Al posto del “vecchio” ospedale di Biella vedo bene un’oasi botanica gestita da istituti e scuole. Aule didattiche per i più piccoli, corsi per specializzandi e spazi dedicati alla riabilitazione.

Mi piace pensare che, in un luogo in cui tante persone hanno trovato la morte, talvolta con la sofferenza, crescano alberi. E fiorisca un’opportunità per il territorio, recuperando parte della struttura per farne laboratori e serre, per la ricerca.
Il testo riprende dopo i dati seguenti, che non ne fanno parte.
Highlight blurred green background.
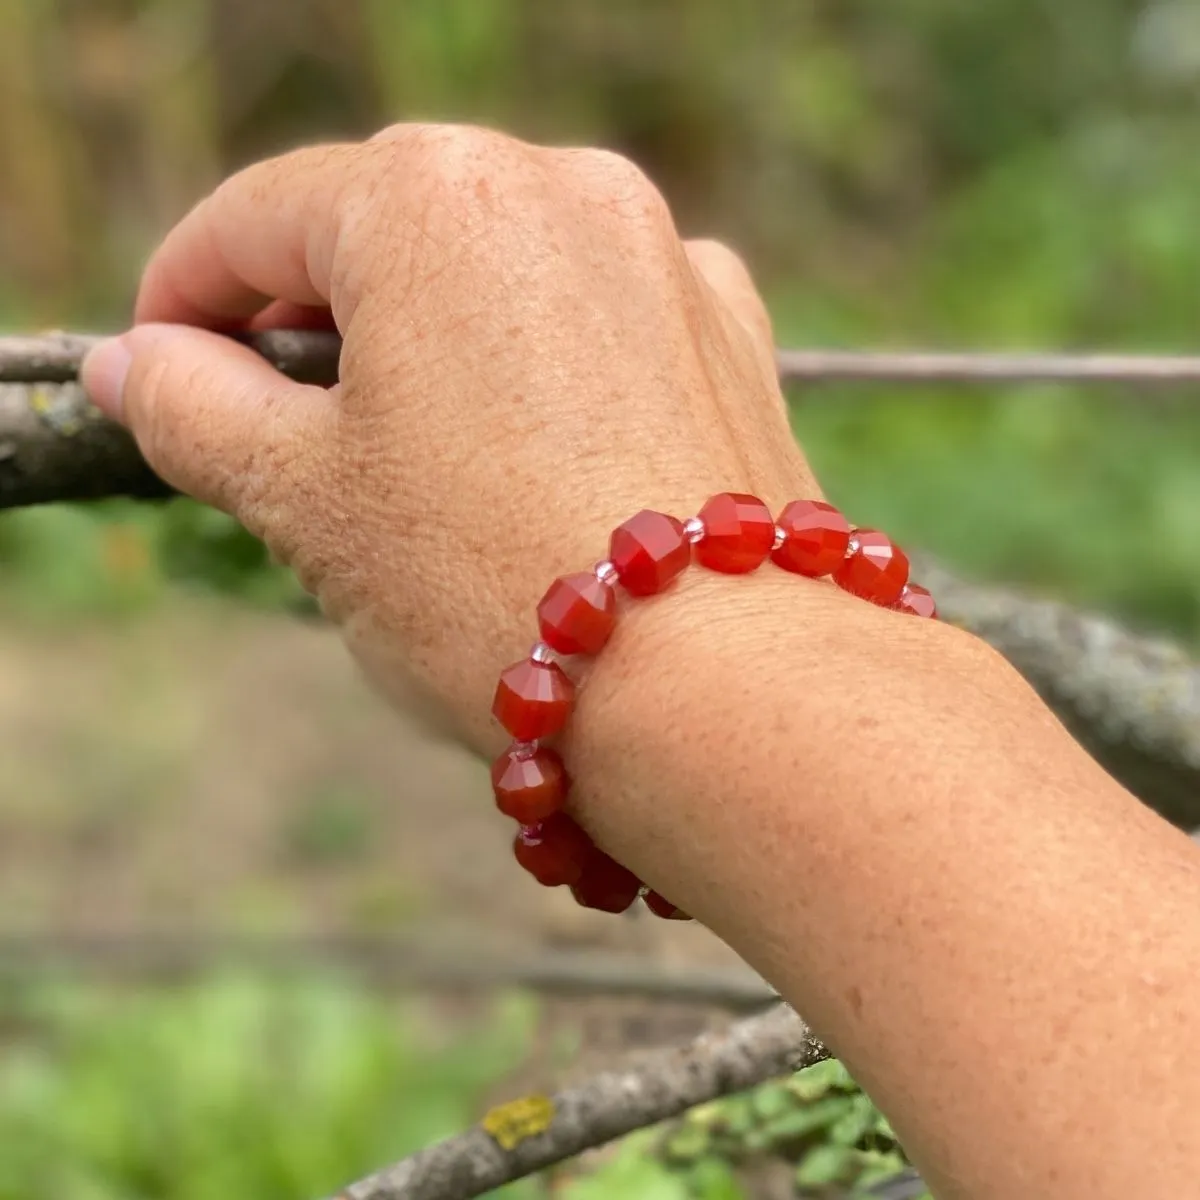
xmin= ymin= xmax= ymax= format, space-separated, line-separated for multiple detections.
xmin=0 ymin=1 xmax=1197 ymax=1197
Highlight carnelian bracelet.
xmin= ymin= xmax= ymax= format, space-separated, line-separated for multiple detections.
xmin=490 ymin=494 xmax=937 ymax=922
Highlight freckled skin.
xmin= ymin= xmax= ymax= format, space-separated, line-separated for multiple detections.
xmin=86 ymin=122 xmax=1200 ymax=1199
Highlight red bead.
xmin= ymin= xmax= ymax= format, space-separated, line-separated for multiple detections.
xmin=570 ymin=853 xmax=642 ymax=913
xmin=491 ymin=746 xmax=569 ymax=823
xmin=609 ymin=510 xmax=690 ymax=596
xmin=833 ymin=528 xmax=909 ymax=607
xmin=492 ymin=659 xmax=574 ymax=740
xmin=772 ymin=499 xmax=852 ymax=577
xmin=694 ymin=493 xmax=775 ymax=574
xmin=644 ymin=890 xmax=691 ymax=921
xmin=537 ymin=572 xmax=617 ymax=655
xmin=896 ymin=583 xmax=938 ymax=619
xmin=513 ymin=815 xmax=594 ymax=887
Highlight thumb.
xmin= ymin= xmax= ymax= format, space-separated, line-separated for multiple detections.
xmin=82 ymin=323 xmax=330 ymax=531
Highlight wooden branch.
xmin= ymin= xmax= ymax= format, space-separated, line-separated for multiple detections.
xmin=0 ymin=933 xmax=777 ymax=1011
xmin=0 ymin=381 xmax=171 ymax=505
xmin=776 ymin=347 xmax=1200 ymax=386
xmin=0 ymin=330 xmax=342 ymax=386
xmin=0 ymin=330 xmax=1197 ymax=830
xmin=333 ymin=1002 xmax=827 ymax=1200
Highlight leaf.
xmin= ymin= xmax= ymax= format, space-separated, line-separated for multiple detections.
xmin=750 ymin=1082 xmax=795 ymax=1121
xmin=563 ymin=1151 xmax=689 ymax=1200
xmin=661 ymin=1122 xmax=711 ymax=1164
xmin=760 ymin=1096 xmax=854 ymax=1144
xmin=787 ymin=1059 xmax=842 ymax=1101
xmin=829 ymin=1095 xmax=879 ymax=1147
xmin=855 ymin=1149 xmax=916 ymax=1189
xmin=686 ymin=1156 xmax=746 ymax=1200
xmin=795 ymin=1143 xmax=854 ymax=1188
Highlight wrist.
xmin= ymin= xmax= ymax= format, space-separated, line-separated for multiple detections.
xmin=565 ymin=563 xmax=986 ymax=916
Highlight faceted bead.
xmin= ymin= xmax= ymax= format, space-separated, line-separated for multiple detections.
xmin=694 ymin=493 xmax=776 ymax=574
xmin=570 ymin=852 xmax=642 ymax=913
xmin=491 ymin=745 xmax=569 ymax=823
xmin=512 ymin=814 xmax=594 ymax=887
xmin=537 ymin=572 xmax=618 ymax=656
xmin=644 ymin=890 xmax=691 ymax=921
xmin=609 ymin=510 xmax=690 ymax=596
xmin=492 ymin=659 xmax=575 ymax=740
xmin=772 ymin=499 xmax=852 ymax=577
xmin=833 ymin=528 xmax=909 ymax=607
xmin=896 ymin=582 xmax=938 ymax=619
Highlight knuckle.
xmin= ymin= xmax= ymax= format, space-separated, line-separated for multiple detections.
xmin=568 ymin=148 xmax=673 ymax=229
xmin=369 ymin=122 xmax=534 ymax=193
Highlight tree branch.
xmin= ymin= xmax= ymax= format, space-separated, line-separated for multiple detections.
xmin=332 ymin=1002 xmax=827 ymax=1200
xmin=0 ymin=330 xmax=342 ymax=386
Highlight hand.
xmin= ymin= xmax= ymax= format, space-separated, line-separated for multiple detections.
xmin=82 ymin=123 xmax=816 ymax=747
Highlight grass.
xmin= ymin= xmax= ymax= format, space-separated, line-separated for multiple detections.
xmin=0 ymin=977 xmax=541 ymax=1200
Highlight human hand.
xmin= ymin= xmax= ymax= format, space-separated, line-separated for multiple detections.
xmin=82 ymin=123 xmax=817 ymax=747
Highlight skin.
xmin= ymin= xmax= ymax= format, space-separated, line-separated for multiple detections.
xmin=82 ymin=124 xmax=1200 ymax=1198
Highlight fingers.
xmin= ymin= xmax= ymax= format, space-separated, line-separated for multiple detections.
xmin=134 ymin=142 xmax=366 ymax=330
xmin=81 ymin=324 xmax=329 ymax=533
xmin=684 ymin=239 xmax=777 ymax=379
xmin=247 ymin=301 xmax=340 ymax=333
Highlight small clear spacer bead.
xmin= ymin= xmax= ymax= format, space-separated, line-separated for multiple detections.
xmin=682 ymin=516 xmax=706 ymax=544
xmin=594 ymin=560 xmax=619 ymax=585
xmin=846 ymin=534 xmax=861 ymax=558
xmin=512 ymin=740 xmax=539 ymax=760
xmin=772 ymin=524 xmax=786 ymax=551
xmin=530 ymin=642 xmax=554 ymax=664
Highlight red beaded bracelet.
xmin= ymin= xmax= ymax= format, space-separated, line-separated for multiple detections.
xmin=490 ymin=494 xmax=937 ymax=922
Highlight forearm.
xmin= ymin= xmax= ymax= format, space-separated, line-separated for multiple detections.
xmin=571 ymin=568 xmax=1200 ymax=1198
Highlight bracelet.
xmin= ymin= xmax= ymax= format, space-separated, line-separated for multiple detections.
xmin=490 ymin=493 xmax=937 ymax=922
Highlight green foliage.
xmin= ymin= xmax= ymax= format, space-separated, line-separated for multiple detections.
xmin=153 ymin=502 xmax=308 ymax=610
xmin=0 ymin=979 xmax=923 ymax=1200
xmin=0 ymin=978 xmax=539 ymax=1200
xmin=0 ymin=503 xmax=164 ymax=620
xmin=576 ymin=1060 xmax=921 ymax=1199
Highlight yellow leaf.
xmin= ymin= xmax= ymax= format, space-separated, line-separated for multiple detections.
xmin=481 ymin=1094 xmax=556 ymax=1151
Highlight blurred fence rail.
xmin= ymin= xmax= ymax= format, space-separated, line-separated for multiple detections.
xmin=775 ymin=348 xmax=1200 ymax=387
xmin=0 ymin=932 xmax=777 ymax=1010
xmin=7 ymin=331 xmax=1200 ymax=387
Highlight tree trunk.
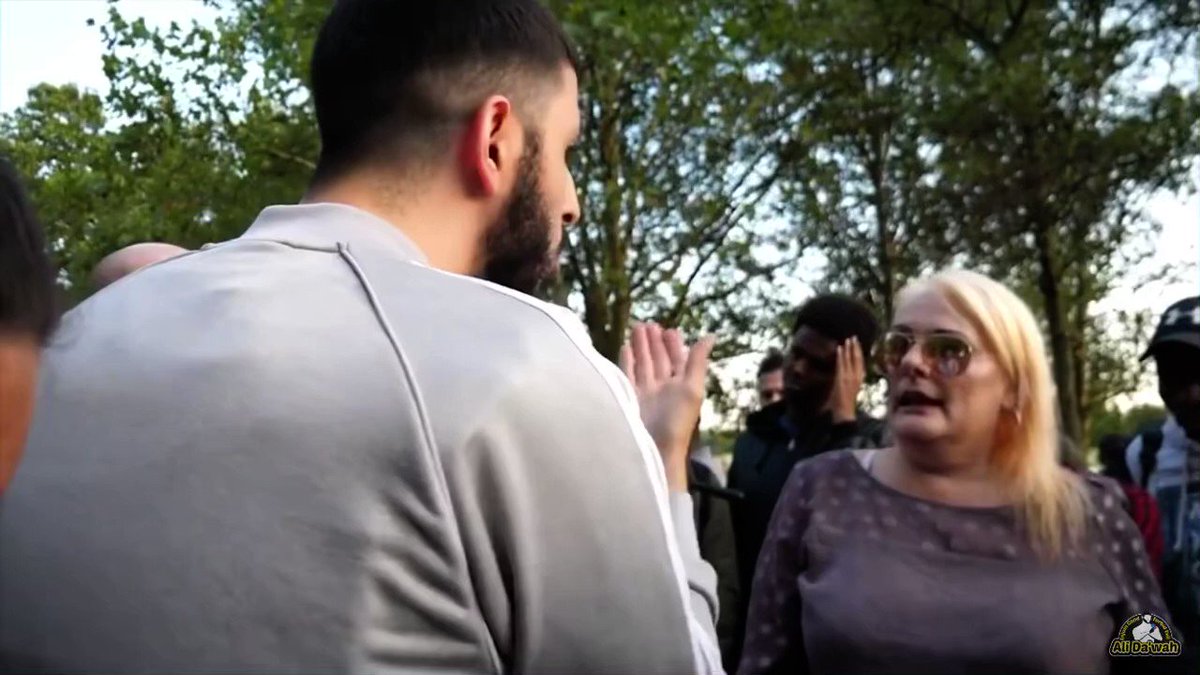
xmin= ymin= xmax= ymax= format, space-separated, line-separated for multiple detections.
xmin=866 ymin=130 xmax=896 ymax=321
xmin=1033 ymin=223 xmax=1083 ymax=445
xmin=583 ymin=76 xmax=631 ymax=364
xmin=1070 ymin=283 xmax=1091 ymax=446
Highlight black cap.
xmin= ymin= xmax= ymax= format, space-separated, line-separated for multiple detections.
xmin=1142 ymin=296 xmax=1200 ymax=361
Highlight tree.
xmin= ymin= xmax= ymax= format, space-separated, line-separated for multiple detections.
xmin=0 ymin=0 xmax=324 ymax=300
xmin=743 ymin=0 xmax=961 ymax=321
xmin=743 ymin=0 xmax=1198 ymax=442
xmin=5 ymin=0 xmax=1192 ymax=432
xmin=6 ymin=0 xmax=803 ymax=378
xmin=925 ymin=0 xmax=1200 ymax=443
xmin=549 ymin=0 xmax=799 ymax=362
xmin=98 ymin=0 xmax=322 ymax=242
xmin=1 ymin=84 xmax=117 ymax=298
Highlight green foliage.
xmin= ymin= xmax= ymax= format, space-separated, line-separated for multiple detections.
xmin=548 ymin=0 xmax=799 ymax=364
xmin=1091 ymin=403 xmax=1167 ymax=448
xmin=919 ymin=1 xmax=1200 ymax=442
xmin=1 ymin=0 xmax=1194 ymax=431
xmin=743 ymin=0 xmax=1199 ymax=440
xmin=1 ymin=0 xmax=322 ymax=301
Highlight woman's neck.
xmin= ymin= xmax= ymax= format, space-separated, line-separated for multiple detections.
xmin=877 ymin=441 xmax=1011 ymax=508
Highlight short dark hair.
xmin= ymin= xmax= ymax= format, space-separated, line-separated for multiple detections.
xmin=757 ymin=349 xmax=785 ymax=377
xmin=1097 ymin=433 xmax=1132 ymax=482
xmin=791 ymin=294 xmax=881 ymax=360
xmin=309 ymin=0 xmax=577 ymax=186
xmin=0 ymin=156 xmax=57 ymax=344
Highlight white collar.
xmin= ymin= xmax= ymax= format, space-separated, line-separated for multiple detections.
xmin=239 ymin=203 xmax=430 ymax=264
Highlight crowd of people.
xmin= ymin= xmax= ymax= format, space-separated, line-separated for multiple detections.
xmin=693 ymin=288 xmax=1199 ymax=674
xmin=0 ymin=1 xmax=1196 ymax=674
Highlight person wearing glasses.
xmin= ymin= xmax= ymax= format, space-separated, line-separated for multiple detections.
xmin=727 ymin=294 xmax=885 ymax=667
xmin=740 ymin=270 xmax=1171 ymax=675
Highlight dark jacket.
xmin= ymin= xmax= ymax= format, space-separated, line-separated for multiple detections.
xmin=688 ymin=459 xmax=741 ymax=673
xmin=726 ymin=400 xmax=885 ymax=663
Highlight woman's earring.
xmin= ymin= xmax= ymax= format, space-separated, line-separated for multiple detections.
xmin=1004 ymin=405 xmax=1023 ymax=426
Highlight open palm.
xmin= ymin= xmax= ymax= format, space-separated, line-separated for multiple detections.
xmin=619 ymin=323 xmax=715 ymax=491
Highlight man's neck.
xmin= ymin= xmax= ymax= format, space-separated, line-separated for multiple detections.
xmin=304 ymin=176 xmax=486 ymax=276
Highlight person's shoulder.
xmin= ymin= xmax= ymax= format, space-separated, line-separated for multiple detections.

Il ritorno della natura in città, proprio lì, sarebbe una celebrazione per coloro che, con le cure, la vita l’hanno ritrovata e abbracciata più forte di prima. E per tutti i bambini che ci sono nati. E per tutti coloro che ci hanno lavorato per garantire i servizi.

Lo spazio occupato da un nosocomio non è un luogo qualunque. Nei corridoi, nelle stanze, nelle sale operatorie, nell’aria, rimarrà sempre un po’ di coloro che ci sono passati, nei diversi ruoli.

Le destinazioni possono essere molte, alcune già ipotizzate, ma su tutto, Biella ha bisogno di virtù.

Proprio in questi giorni ho letto una frase di Lucio Fontana: “Le idee non si rifiutano, germinano nella società, poi pensatori e artisti le esprimono”.

Anche questo mi piace pensare: di avere seminato.